Con un pasado de militancia en organizaciones guerrilleras, detenido en múltiples ocasiones y encarcelado por más de una década en condiciones de tortura y aislamiento, Mujica es representante de una generación que, como él mismo ha señalado, intentó cambiar el mundo y fue avasallada por los gobiernos dictatoriales y represores con los que se enfrentaba. Sin embargo, a diferencia de otros representantes de organizaciones ex guerrilleras en la región, el tránsito del actual mandatario de la clandestinidad al ejercicio de cargos públicos parece no haber trastocado los pilares de un ideario político que se basa, fundamentalmente, en la búsqueda de la justicia social, la verdad histórica y la democracia.
El caso de Mujica resulta paradigmático en la medida en que presenta como un falso dilema la pretendida tensión entre la ética y la política en lo que se refiere al ejercicio del poder. El recato y la modestia en el modo de vida del mandatario, su renuncia a enriquecerse a costa del cargo que detenta y la revalorización que hace desde el discurso político respecto de valores éticos fundamentales, como la honestidad y la transparencia, han sido proyectados en forma inequívoca en cada una de las acciones de su gobierno y ello ha contribuido a desmitificar el poder político en la que es considerada por muchos como la democracia más avanzada de América Latina.
El saldo más evidente de ese entreveramiento entre la ética y la política es el hecho de que la República Oriental se ha mantenido a salvo de escándalos de corrupción, enriquecimiento inexplicable de funcionarios o desvíos de fondos, problemas que han afectado a naciones mucho más grandes, como Argentina, Brasil y México. Pero también puede observarse un componente de moralización y restablecimiento del tejido social en una gestión que ha abatido la pobreza y el desempleo, ha consolidado en forma notable a su sector agrícola y ha colocado a Uruguay como una de las naciones más comprometidas con el desarrollo de las fuentes energéticas renovables.

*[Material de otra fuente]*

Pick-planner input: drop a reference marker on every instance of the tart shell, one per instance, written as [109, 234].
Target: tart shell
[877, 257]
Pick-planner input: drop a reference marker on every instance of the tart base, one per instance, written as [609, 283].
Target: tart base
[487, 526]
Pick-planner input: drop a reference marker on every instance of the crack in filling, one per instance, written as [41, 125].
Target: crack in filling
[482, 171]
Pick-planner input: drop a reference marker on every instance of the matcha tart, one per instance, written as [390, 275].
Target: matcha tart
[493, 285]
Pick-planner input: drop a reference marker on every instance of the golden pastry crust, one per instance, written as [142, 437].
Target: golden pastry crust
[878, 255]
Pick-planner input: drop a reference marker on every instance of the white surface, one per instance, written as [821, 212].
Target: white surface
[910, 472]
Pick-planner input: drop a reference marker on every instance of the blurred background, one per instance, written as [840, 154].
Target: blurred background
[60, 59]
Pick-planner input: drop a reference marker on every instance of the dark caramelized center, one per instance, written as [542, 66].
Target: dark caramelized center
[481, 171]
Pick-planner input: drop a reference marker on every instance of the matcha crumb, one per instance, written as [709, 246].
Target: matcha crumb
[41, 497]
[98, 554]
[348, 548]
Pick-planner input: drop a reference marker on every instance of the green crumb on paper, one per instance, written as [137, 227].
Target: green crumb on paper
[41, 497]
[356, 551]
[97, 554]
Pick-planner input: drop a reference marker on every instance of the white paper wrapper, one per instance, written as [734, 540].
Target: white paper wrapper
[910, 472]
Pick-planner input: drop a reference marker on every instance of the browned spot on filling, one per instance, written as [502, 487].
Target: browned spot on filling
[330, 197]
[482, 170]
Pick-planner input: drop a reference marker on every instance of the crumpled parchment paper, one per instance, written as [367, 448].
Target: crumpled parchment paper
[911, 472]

No deja de ser aleccionador que en un momento histórico en el que los regímenes políticos de todo el mundo adolecen una crisis de representatividad por la brecha abierta entre las clases políticas y las élites dominantes, por un lado, y las sociedades por el otro, en el caso del Uruguay la figura de Mujica es reconocida por simpatizantes y opositores como el correlato lógico de los avances económicos y sociales que ha experimentado ese país en el último lustro, y ello ha dotado a las instituciones de ese país de un reconocimiento y una legitimidad que al día de hoy son impensables en otros países de la región y del mundo.
Corresponderá al próximo gobierno, así como a los sectores lúcidos y comprometidos de la sociedad uruguaya, apuntalar los cambios políticos, sociales y económicos emprendidos durante la presidencia de Mujica y ayudar, así, a consolidar un proceso de renovación institucional que, más allá de sus fallas, reviste aspectos valiosos e imprescindibles para el pleno desarrollo de la región.